Of the 322 banks that failed from 2008 to 2010, 293, or 91% were undercapitalized or worse the quarter before they were seized. The majority of failed institutions held the worst capitalization designation, "critically undercapitalized."
Yet the 322 banks remained well capitalized on average only 403 days and adequately capitalized only 298 days in advance of failure. In addition, failed banks most commonly took only nine months to move from the well capitalized category to failure, and six months from adequately capitalized to failure. The minimum days from well capitalized to failure was only 100, or a little over three months. So why then is capital’s predictive power so poor?
La Jolla Bank was well capitalized on Sept. 30, 2009. Just three months later, it was significantly undercapitalized, and only 50 days later, the bank was seized by regulators. How did the bank’s equity evaporate so quickly? The answer is simple; the bank’s allowance for loan and lease losses was flawed.
La Jolla’s loan quality started to deteriorate starting after the first quarter of 2009. Specifically, noncurrent loans and leases went from 3.97% to 22.56%, in nine months. The bank was slow to provision for losses, which allowed the bank to report positive net income for each of the three quarters leading up to the bank’s failure. Then all of a sudden it expensed almost $323 million for losses, an amount more than 11 times the bank’s tangible equity. This entry immediately depleted the bank’s capital, instantly moving La Jolla’s capitalization status from the best classification, well capitalized, to the worst, critically undercapitalized.
Capital’s poor predictive power is the result of a bank’s ability to decide how much to expense to their provision for loan losses, and when to provision. Of course, regulators evaluate a bank’s ALLL methodology, but the fact of the matter is that banks can manipulate earnings, and consequently capital, through decisions about loss provisioning. If a bank liberally provisions for expenses, it can deflate earnings and pay less in taxes or no taxes at all if it reports a loss. Conversely, a bank can conservatively provision for losses and report a big profit, satisfying shareholders, and ultimately increasing capital ratios as well.
A provisioning methodology based on a percentage of originated loan type would solve this problem of the ability to fudge net income, and consequently capital, through the current provisioning for loan and lease losses process. If banks provisioned for losses upfront based on the type of loan originated, it would solve the problem associated with the poor predictability of capital.

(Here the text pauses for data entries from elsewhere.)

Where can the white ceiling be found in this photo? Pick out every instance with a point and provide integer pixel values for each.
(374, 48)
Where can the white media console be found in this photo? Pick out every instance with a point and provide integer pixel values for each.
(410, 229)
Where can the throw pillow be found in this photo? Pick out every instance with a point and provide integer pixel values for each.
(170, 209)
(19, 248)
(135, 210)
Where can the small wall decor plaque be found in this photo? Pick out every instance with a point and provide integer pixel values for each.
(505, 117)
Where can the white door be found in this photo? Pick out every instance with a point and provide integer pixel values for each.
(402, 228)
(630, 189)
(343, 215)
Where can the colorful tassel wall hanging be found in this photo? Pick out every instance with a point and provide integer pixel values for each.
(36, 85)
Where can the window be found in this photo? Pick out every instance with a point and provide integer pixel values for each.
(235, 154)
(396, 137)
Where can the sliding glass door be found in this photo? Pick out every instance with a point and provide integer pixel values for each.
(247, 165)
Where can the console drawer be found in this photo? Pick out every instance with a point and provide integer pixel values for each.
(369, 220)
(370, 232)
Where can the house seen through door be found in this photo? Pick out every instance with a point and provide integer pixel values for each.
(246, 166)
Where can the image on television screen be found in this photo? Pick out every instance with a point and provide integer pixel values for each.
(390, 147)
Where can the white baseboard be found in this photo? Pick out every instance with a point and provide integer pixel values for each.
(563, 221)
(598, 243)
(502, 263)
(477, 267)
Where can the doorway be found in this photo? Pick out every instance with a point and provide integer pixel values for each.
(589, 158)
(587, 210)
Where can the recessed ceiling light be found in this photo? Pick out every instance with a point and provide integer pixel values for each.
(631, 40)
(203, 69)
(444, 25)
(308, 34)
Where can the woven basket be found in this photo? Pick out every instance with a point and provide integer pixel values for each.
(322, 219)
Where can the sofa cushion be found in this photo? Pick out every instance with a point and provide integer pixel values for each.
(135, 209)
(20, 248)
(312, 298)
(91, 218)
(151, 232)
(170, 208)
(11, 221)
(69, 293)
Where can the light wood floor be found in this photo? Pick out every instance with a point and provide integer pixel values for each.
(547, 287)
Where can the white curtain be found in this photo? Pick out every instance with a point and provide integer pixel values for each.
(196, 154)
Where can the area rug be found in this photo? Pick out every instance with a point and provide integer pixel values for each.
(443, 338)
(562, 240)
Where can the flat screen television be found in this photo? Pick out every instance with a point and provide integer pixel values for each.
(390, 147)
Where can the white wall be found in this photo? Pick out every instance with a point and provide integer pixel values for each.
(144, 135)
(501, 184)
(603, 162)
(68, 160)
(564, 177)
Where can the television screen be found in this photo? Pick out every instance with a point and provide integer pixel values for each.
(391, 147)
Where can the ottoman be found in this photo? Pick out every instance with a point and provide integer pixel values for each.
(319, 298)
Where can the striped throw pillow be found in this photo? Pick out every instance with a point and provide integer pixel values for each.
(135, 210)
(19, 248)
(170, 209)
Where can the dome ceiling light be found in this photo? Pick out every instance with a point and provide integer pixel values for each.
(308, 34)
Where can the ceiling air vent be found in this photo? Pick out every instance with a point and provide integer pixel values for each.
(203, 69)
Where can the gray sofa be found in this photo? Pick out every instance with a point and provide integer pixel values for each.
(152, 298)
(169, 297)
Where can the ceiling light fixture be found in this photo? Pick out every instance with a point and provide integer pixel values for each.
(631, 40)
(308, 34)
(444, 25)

For example, if a bank originates a construction and development loan, it will need to provision at the time of origination an amount equal to the bank’s historical loss rate for C&D loans. In the case of start-up bank, a standardized percentage by loan type would be used until the bank had sufficient loan data to use its own percentages.
Alex Cullen is a credit analyst at a bank in Chicago. This piece is adapted from his research paper “Why Do Banks Fail?”